Attrebus stared at him, teasing that out. Then he understood. “You don’t know where Umbriel is.”
Sul barked out something that might have been a laugh. “Umbriel. Of course. Vuhon …” He trailed off. “No, I don’t know where it is.”
“How do I know you won’t kill me as soon as I tell you?”
“Because I need you,” Sul said.
“Why?”
“I’m not sure. But I know I do.”
Attrebus considered his reply for a long moment. But really, what did he have to lose?
“East,” he said. “It’s over Black Marsh now, heading north.”
“North toward Morrowind,” Sul sighed. “Of course.”
“Does that mean something to you?”
“Nothing that matters right now. Very well. East we go, then.”
“Let me get my things,” Attrebus said.
“Hurry, then.”
Attrebus was glad Coo was in Radhasa’s haversack and not on her body. The idea of approaching her, seeing what Sul made of her, made him sick. True, she was a lying traitor, but she had been warm in the bed with him not long ago. Alive and beautiful, sweaty, enthusiastic—or so she had seemed. Of all of the women he’d been with, she was the first to be—well, dead. At least so far as he knew. It was upsetting.
Sul gathered a few things from the bodies, then led him upstream among the trees for some distance until they finally came to three horses—two roan geldings that looked as though they were from the same mother and a brown mare. One of the roans was packed up, the other two horses were saddled.
“Ride the gelding,” Sul said.
Attrebus sighed, feeling that was somehow fitting. A few moments later he was riding east with the man who had saved his life, wondering what would happen if he tried to run north, to Cyrodiil, to home.
And he had to admit that at the moment he didn’t have the courage or the confidence to find out.
Colin curbed the impulse to pace, but although he had walked into the room of his own free will—and there was no evidence that he couldn’t leave it—he felt caged somehow. But his mind had been spinning for two days now, and the thread it turned out was beginning to look more like a garrote.
The vanishment of Prince Attrebus wasn’t his first case—it was his third. The first had been simple enough; he’d planted spurious intelligence in the minister of war’s office and waited for it to come out somewhere. When one of their agents in a local Thalmor nest reported it, he easily backtracked the leak to a mid-level official who was apparently hemorrhaging information to a mistress who was—as it turned out—a Thalmor sympathizer.
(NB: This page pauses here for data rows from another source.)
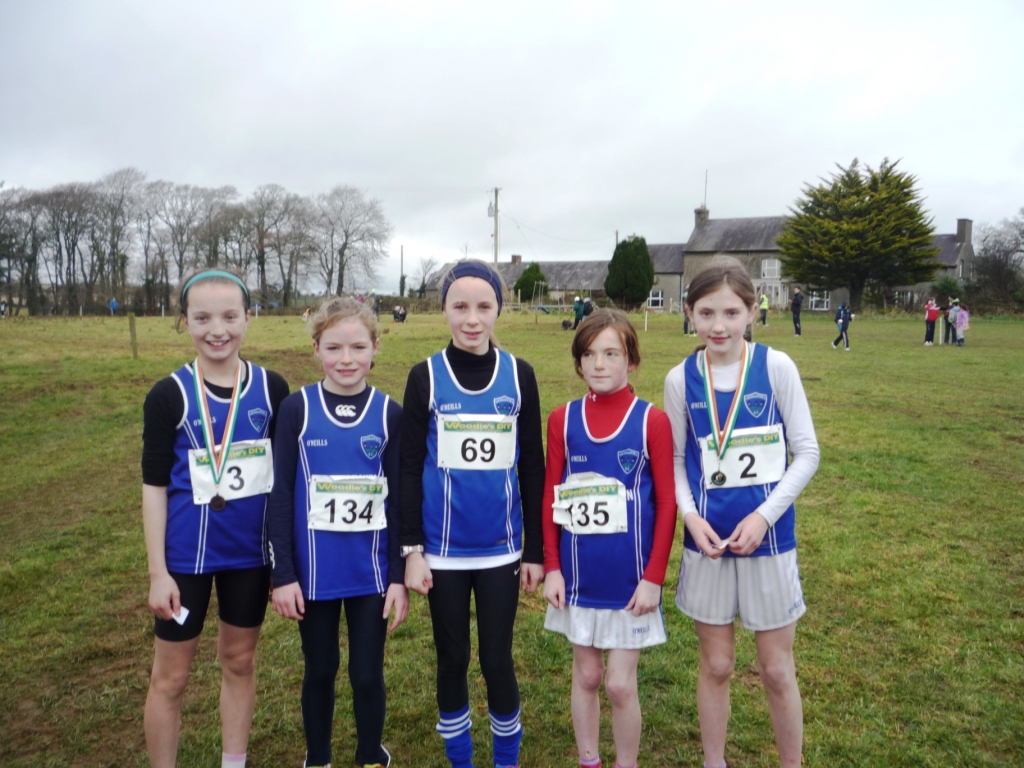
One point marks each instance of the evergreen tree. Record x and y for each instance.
(631, 272)
(861, 228)
(530, 276)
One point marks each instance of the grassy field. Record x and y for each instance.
(911, 652)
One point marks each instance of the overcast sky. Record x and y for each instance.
(591, 117)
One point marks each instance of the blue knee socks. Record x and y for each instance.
(507, 732)
(454, 728)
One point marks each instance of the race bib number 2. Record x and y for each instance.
(756, 457)
(249, 472)
(347, 503)
(589, 503)
(476, 442)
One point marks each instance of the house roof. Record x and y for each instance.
(736, 235)
(668, 258)
(949, 249)
(562, 275)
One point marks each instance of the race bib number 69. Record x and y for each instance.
(476, 442)
(347, 503)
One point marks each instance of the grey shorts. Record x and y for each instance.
(765, 592)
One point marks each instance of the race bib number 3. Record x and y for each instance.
(476, 442)
(347, 503)
(756, 456)
(590, 503)
(249, 472)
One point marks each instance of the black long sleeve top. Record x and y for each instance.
(474, 373)
(281, 508)
(162, 413)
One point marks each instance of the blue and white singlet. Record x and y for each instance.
(334, 564)
(471, 512)
(602, 570)
(724, 508)
(200, 540)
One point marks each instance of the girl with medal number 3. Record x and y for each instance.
(735, 408)
(207, 469)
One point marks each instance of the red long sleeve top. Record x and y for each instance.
(604, 414)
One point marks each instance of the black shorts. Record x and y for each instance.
(242, 599)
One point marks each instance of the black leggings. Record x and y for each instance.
(497, 592)
(367, 631)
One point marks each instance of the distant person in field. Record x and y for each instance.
(603, 590)
(843, 318)
(578, 311)
(335, 535)
(207, 469)
(962, 324)
(931, 315)
(737, 410)
(472, 481)
(795, 306)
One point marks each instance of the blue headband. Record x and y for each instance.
(473, 269)
(207, 274)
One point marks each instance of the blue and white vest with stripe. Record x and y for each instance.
(200, 540)
(471, 513)
(602, 570)
(724, 508)
(333, 564)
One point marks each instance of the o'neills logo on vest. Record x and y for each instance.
(371, 444)
(628, 460)
(504, 404)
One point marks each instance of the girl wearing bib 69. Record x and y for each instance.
(334, 526)
(609, 519)
(735, 408)
(472, 479)
(207, 468)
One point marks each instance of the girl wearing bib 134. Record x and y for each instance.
(609, 517)
(734, 409)
(207, 468)
(334, 527)
(472, 479)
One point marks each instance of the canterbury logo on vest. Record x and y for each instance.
(257, 417)
(371, 445)
(628, 460)
(755, 402)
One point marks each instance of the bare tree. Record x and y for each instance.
(358, 232)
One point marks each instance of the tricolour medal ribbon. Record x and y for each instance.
(723, 433)
(218, 456)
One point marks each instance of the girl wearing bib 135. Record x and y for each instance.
(734, 409)
(334, 527)
(472, 479)
(609, 517)
(207, 468)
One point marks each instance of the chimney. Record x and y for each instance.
(964, 230)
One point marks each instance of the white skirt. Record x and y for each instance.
(606, 628)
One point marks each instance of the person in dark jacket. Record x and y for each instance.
(843, 320)
(795, 306)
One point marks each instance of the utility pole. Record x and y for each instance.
(493, 211)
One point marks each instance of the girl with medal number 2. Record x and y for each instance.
(735, 408)
(207, 468)
(334, 526)
(609, 517)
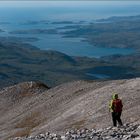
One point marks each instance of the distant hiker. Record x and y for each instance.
(115, 107)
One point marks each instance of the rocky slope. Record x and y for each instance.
(31, 108)
(127, 132)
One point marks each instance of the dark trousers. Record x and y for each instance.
(116, 117)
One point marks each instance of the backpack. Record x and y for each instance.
(117, 105)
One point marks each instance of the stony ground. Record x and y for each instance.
(127, 132)
(31, 108)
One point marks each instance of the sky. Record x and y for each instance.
(20, 3)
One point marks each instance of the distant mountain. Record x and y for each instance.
(31, 108)
(22, 62)
(120, 18)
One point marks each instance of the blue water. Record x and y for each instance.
(19, 13)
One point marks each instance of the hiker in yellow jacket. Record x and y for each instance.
(115, 107)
It was simple, clean. No arrests and no bodies. Once the leak was known, it was more useful to leave it in place.
His second assignment had been to discover the whereabouts of a certain sorcerer named Laeva Cuontus. He’d found her without ever knowing why he was looking for her. He didn’t know what happened to her after he reported her location, and he didn’t want to know.
When he’d been sent out with the patrol to locate Prince Attrebus, it hadn’t seemed that odd. Apparently the prince often had to be shadowed, and it didn’t require a particularly senior member of the organization to do the job of what amounted to a bit of tracking, questioning, and bribing.
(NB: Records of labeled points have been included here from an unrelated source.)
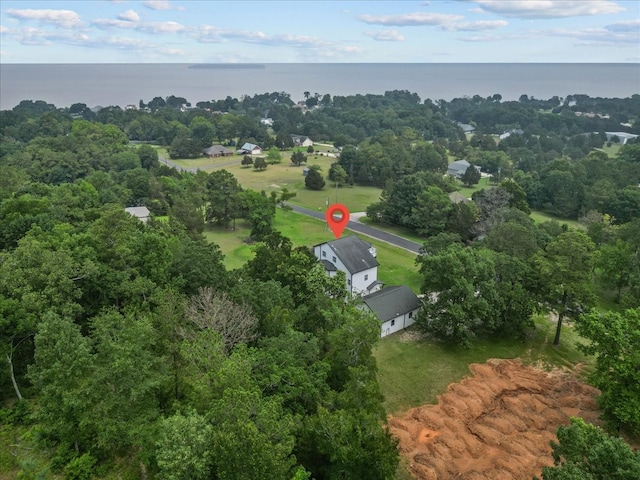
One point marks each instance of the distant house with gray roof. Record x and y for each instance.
(249, 149)
(466, 128)
(356, 258)
(623, 137)
(141, 213)
(396, 308)
(458, 168)
(301, 141)
(217, 151)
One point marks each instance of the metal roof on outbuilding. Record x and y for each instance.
(392, 302)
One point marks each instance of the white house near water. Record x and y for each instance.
(141, 213)
(396, 308)
(356, 258)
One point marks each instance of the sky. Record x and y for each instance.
(434, 31)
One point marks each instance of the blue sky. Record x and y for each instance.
(438, 31)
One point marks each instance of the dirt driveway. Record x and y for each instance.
(495, 424)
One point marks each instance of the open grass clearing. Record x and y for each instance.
(231, 243)
(541, 217)
(481, 185)
(397, 266)
(412, 371)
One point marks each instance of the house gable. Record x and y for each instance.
(354, 257)
(217, 151)
(141, 213)
(396, 308)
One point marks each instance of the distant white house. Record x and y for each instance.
(466, 128)
(217, 151)
(141, 213)
(356, 258)
(459, 167)
(508, 133)
(301, 141)
(249, 149)
(623, 137)
(396, 308)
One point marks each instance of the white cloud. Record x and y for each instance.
(476, 26)
(593, 36)
(161, 27)
(628, 26)
(548, 8)
(160, 5)
(145, 27)
(410, 19)
(59, 18)
(129, 16)
(585, 36)
(385, 36)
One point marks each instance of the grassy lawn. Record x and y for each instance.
(540, 217)
(482, 184)
(231, 243)
(412, 373)
(612, 151)
(396, 265)
(400, 231)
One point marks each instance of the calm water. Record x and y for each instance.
(122, 84)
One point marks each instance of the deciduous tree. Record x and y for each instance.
(565, 269)
(585, 452)
(615, 340)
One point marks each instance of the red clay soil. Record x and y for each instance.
(496, 424)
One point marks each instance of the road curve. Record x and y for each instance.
(372, 232)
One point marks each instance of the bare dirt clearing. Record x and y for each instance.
(496, 424)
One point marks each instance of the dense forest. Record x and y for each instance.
(128, 346)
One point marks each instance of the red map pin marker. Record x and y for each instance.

But now he was in the middle of something pretty bad, and a sensation between his sternum and his pelvis told him that it hadn’t been an accident that such a junior inspector had been sent to discover such nasty business.
He didn’t have any proof of that, of course. Just that feeling, and the certainty that he was missing some piece of the puzzle. And now he was in a well-furnished room on the second floor of the ministry, which was apparently the office of no one.
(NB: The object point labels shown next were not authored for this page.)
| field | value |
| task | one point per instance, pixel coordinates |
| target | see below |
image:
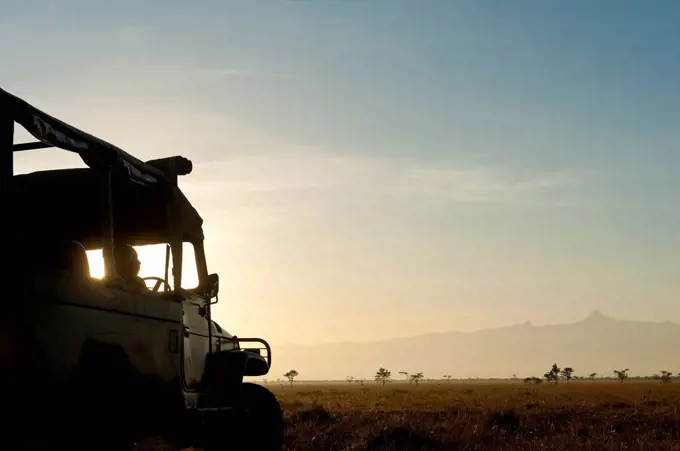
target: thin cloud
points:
(319, 174)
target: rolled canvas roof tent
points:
(141, 199)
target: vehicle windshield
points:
(153, 260)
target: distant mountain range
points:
(595, 344)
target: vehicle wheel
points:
(259, 427)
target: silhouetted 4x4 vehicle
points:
(95, 363)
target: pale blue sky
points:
(398, 167)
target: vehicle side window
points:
(152, 264)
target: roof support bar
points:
(30, 146)
(6, 144)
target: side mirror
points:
(212, 286)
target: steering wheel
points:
(158, 283)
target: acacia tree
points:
(383, 375)
(291, 375)
(567, 372)
(622, 374)
(553, 375)
(416, 377)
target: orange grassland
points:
(600, 415)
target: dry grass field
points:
(581, 415)
(604, 415)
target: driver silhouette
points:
(128, 265)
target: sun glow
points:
(152, 259)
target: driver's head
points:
(127, 261)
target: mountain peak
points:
(595, 315)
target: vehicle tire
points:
(259, 426)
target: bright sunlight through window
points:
(152, 259)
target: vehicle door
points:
(196, 339)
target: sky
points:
(374, 169)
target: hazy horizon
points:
(369, 170)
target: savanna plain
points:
(481, 415)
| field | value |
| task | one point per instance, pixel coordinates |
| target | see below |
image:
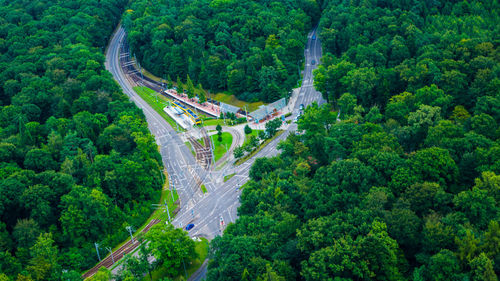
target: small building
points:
(268, 111)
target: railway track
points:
(118, 254)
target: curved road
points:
(212, 211)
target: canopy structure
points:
(265, 111)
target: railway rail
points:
(128, 247)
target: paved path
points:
(212, 211)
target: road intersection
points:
(212, 211)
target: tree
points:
(190, 88)
(170, 83)
(247, 130)
(346, 103)
(43, 264)
(171, 247)
(434, 164)
(482, 269)
(272, 127)
(201, 94)
(238, 152)
(218, 128)
(39, 160)
(140, 265)
(443, 266)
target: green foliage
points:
(272, 127)
(253, 52)
(405, 185)
(76, 159)
(247, 130)
(171, 247)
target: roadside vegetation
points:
(222, 145)
(77, 161)
(405, 186)
(254, 54)
(158, 102)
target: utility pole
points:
(129, 228)
(171, 182)
(168, 213)
(97, 249)
(111, 251)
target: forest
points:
(77, 162)
(253, 49)
(407, 185)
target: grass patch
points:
(201, 248)
(221, 147)
(157, 101)
(253, 133)
(233, 100)
(157, 214)
(188, 144)
(228, 177)
(262, 145)
(213, 122)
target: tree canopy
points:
(405, 185)
(77, 161)
(253, 49)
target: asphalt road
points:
(212, 211)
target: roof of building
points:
(224, 107)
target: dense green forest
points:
(77, 162)
(253, 49)
(407, 185)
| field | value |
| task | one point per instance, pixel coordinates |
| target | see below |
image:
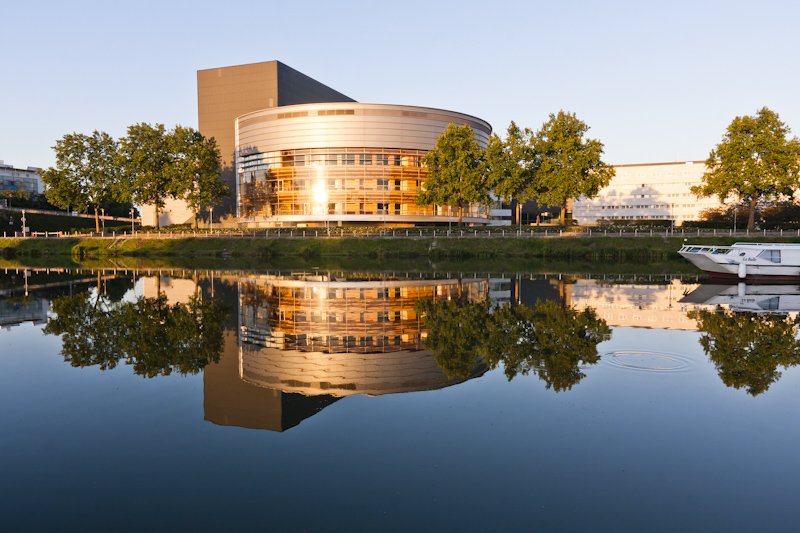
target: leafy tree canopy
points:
(511, 166)
(754, 161)
(568, 165)
(86, 172)
(196, 170)
(146, 159)
(456, 171)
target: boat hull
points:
(742, 264)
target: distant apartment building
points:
(659, 191)
(19, 179)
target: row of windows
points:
(619, 207)
(330, 157)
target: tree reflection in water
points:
(747, 348)
(156, 338)
(549, 339)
He turned as Intendant Marall entered the room, followed by two other men. One was Remar Vel, administrator of the Penitus Oculatus. The other …
“Your majesty,” he blurted, taking a knee. He felt suddenly in awe, an emotion he hadn’t experienced in a while. As a child he’d worshipped this man. Apparently some part of him still did.
“Rise up,” the Emperor said.
“Yes, highness.”
The Emperor just stood there for a moment, hands clasped behind his back.
“You were there,” he finally said. “Is my son dead?”
Colin considered his answer for a moment. If anyone else had asked him … But this wasn’t anyone else.